SVeilleux9 wrote: ↑Sun Jan 12, 2020 1:46 am
I would recommend using a ceramic capacitor.
That would be great, except that 50v 220uF ceramic capacitors don't exist. Essentially all OEM ECUs use electrolytic bulk caps for both the main supply and main relay "power device" supply (ETB, stepper idle, GDI boost supply, solenoids, etc).
SVeilleux9 wrote: ↑Sun Jan 12, 2020 1:46 am
I typically have not heard or seen electrolytic's used as bypass caps for ICs since they have higher inductance (ESL) which is what you are trying to get rid of with a bypass cap.
That's correct, there's no reason to use an electrolytic as a bypass cap, since they're never more than a few uF at a few volts, and ceramics have lower series inductance and resistance (ESL/ESR). However, 100uF is not a bypass capacitor, it's a bulk capacitor. That said there's really no quantitative difference.

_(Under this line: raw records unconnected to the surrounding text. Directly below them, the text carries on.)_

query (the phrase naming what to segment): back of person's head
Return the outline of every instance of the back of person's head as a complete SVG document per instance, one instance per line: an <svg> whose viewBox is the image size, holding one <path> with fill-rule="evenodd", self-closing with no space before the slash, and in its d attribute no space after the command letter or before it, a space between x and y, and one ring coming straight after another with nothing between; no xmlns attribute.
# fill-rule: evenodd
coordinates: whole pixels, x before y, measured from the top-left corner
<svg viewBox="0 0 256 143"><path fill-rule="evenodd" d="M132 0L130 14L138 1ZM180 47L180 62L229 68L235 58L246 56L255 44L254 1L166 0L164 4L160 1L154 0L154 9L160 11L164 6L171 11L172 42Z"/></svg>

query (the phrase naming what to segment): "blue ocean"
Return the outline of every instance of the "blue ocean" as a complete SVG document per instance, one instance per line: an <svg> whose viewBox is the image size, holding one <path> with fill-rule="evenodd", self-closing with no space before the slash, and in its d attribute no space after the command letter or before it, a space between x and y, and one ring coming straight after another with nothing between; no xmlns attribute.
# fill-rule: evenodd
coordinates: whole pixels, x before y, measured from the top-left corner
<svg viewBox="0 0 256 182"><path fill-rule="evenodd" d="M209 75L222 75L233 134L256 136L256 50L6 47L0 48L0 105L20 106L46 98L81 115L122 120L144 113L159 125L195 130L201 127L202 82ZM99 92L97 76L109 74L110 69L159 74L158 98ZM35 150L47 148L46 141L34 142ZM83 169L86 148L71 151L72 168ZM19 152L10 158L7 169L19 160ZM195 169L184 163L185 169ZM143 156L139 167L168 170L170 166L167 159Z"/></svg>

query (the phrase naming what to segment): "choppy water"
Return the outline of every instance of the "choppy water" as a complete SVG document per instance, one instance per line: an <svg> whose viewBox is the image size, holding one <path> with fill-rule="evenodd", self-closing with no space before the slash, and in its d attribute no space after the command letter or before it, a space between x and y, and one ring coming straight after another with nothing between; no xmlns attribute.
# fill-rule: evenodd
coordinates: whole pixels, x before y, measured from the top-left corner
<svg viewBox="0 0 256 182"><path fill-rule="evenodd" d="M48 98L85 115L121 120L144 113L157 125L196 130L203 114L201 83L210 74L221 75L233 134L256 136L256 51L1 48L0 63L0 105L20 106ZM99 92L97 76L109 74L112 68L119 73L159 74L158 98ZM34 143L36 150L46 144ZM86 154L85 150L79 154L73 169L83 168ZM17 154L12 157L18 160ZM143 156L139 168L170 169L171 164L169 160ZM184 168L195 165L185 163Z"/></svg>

Here's one way to think of it: The job of bulk/bypass capacitors is to provide a local supply with lower resistance and/or inductance than the next supply up the stream. The wires from the fusebox/main relay to the ECU have a loop resistance of perhaps 25 milliohms, but a huge inductance of up to a few microhenries (model above is 10mOhm and 1uH). A typical 100uF aluminum electrolytic will have a typical resistance of perhaps 100 milliohms, but a relatively tiny inductance of only tens of nanohenries (2 orders of magnitude smaller than the wire).
If we really really cared about extremely stable voltage, maybe it would be warranted to stack tens of ceramic caps, but we sort of don't. The 100-150mOhm ESR of the electrolytic is absolutely acceptable for the cost and size savings it offers.